Friday, October 1, 2010

SO YOU WANT TO REFORM EDUCATION...!

There are facts. And then there are fables. Every year about this time, America toys with the fable of a reformed public school system in which kids are wonderfully trained by wonderful teachers in wonderful settings.

The fable is worth chasing, but the facts are worth admitting. Once large city systems grew and bureaucratized, too many variables crowded into the storyline. Clashing, often competing variables that were supposed to fit together, but didn't. Aging buildings...bloated administrations....inadequate budgets ...out-dated curricula...over-tenured teachers...under-concerned parents...over-aggressive ethnicities... ever-present gangs.

Into this academic chaos ride the occasional reformers with dreams. Some dreams come in the form of system-wide restructuring programs. Others arrive in the form of visionary gunslingers who personally embody the dream. The first tend to replace one orthodoxy with another; the second usually work only with and where the gunslinger is able to draw. However, it's not long before both the reforms and reformers fail to fulfill the fable.

Mark Twain used to say, "Everyone talks about the weather, but no one does anything about it." In a cruel sort of way, education in our large city systems is like the weather. A force unto itself. Something you can see, but always just beyond your reach. And surely beyond your control.

So here's the deal.

With a little reflection, each of us can confirm this fact -- the best education is a gifted teacher passionately engaged with kids whose curiosity he or she has just ignited. Buildings, budgets, books -- not really that important in the final measure. This engagement can take place in a multi-million-dollar campus or in a warehouse. It can happen in a small class or a large one. It all comes down to that head-to-heart dynamic in which the teacher begins stirring something dormant inside. Something the kid never even knew lived there.

Not enough such mentors? Not enough such moments? You're right. Which in the long run all comes down to this un-deniable, un-fabled fact. Systems change, but only slowly. Students, on the other hand, can start to change on a dime. When even they least expect it. Just when society desperately needs such adults-in-the-making.

How...? Lets face it, how did it happen to us...? Very often only if and when the capricious lottery of life hit our way. That certain teacher was teaching that certain class when you just happened to be in that certain room. You know, something like how you met that certain someone in your life!

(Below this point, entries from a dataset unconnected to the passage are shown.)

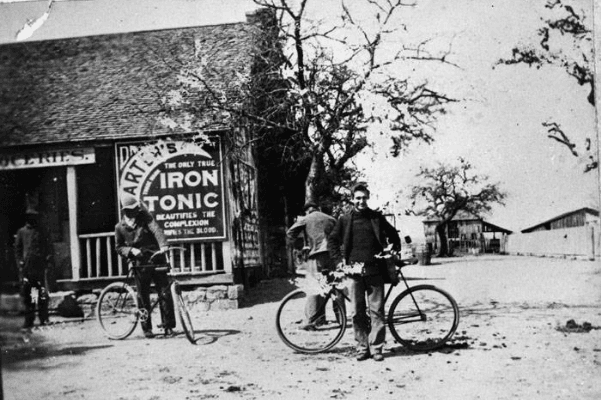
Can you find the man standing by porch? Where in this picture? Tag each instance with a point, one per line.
(32, 252)
(135, 235)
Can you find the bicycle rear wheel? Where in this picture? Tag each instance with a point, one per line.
(324, 334)
(423, 318)
(182, 312)
(117, 310)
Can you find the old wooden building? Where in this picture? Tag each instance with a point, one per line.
(80, 121)
(468, 233)
(581, 217)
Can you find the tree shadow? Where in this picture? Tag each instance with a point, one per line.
(11, 358)
(268, 291)
(450, 347)
(209, 336)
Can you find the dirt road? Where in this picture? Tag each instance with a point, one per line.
(512, 342)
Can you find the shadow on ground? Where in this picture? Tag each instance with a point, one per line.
(268, 291)
(209, 336)
(11, 358)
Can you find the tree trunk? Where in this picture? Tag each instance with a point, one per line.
(443, 250)
(315, 178)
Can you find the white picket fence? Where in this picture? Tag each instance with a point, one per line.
(99, 259)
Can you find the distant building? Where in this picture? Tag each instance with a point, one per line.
(467, 233)
(572, 234)
(572, 219)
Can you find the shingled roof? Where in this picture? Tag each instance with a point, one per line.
(105, 87)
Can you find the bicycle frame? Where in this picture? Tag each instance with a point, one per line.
(336, 291)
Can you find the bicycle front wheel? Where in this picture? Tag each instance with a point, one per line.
(321, 335)
(182, 312)
(117, 310)
(423, 318)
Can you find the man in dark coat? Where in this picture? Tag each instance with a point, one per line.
(32, 252)
(315, 226)
(357, 238)
(137, 236)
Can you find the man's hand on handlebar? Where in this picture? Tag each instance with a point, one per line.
(135, 253)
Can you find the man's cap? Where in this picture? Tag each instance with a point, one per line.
(359, 186)
(128, 201)
(308, 205)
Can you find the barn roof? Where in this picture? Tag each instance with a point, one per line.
(587, 210)
(467, 216)
(107, 87)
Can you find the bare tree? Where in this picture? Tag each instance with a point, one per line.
(326, 93)
(446, 190)
(565, 41)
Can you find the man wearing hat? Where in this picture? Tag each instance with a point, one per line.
(316, 226)
(32, 252)
(137, 236)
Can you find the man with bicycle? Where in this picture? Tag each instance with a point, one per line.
(137, 237)
(358, 237)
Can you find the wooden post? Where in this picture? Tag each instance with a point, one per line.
(592, 247)
(597, 86)
(73, 237)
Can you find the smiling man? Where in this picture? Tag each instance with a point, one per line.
(356, 238)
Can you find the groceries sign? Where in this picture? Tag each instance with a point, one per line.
(181, 184)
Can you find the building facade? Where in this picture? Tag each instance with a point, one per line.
(81, 121)
(467, 233)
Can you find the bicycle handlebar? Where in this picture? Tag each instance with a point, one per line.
(163, 251)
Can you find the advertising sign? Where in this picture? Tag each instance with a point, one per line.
(47, 158)
(180, 183)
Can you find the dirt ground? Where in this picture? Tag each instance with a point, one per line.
(512, 342)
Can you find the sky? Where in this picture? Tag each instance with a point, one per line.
(496, 125)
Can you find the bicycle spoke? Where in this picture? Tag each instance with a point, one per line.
(314, 336)
(423, 318)
(117, 311)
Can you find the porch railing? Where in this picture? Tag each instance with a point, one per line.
(99, 259)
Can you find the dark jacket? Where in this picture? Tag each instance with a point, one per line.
(32, 249)
(144, 235)
(340, 240)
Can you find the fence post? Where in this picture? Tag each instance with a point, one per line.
(592, 249)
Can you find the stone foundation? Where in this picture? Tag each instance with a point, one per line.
(219, 297)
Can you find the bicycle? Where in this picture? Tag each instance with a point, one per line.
(421, 317)
(118, 310)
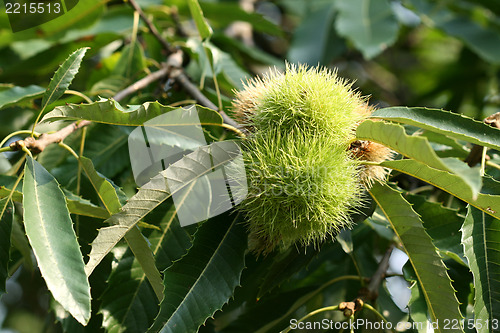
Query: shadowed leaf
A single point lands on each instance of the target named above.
(51, 235)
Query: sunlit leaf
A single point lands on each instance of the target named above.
(16, 94)
(110, 112)
(418, 148)
(213, 265)
(416, 305)
(51, 235)
(488, 203)
(129, 303)
(63, 77)
(481, 240)
(203, 28)
(7, 214)
(429, 268)
(138, 244)
(451, 124)
(182, 174)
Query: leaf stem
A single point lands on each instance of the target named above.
(17, 133)
(493, 165)
(9, 197)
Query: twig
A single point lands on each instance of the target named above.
(371, 292)
(152, 28)
(379, 275)
(178, 74)
(180, 77)
(142, 83)
(38, 145)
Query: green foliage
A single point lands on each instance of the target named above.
(215, 259)
(83, 249)
(429, 269)
(7, 210)
(302, 182)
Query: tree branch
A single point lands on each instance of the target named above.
(475, 154)
(371, 292)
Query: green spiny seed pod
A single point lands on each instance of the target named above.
(302, 159)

Not very scientific. Not very replicable. And certainly not anything you can put a proper reform's name to. Frankly, it's life's que-sera-sera by which one generation sorta passes the torch to the next. It doesn't mean we throw up our arms in total surrender to the gods of chance; reformers and reforms will always be indispensable. But until indispensable becomes inevitable, it's good to know this lottery of life is still in play.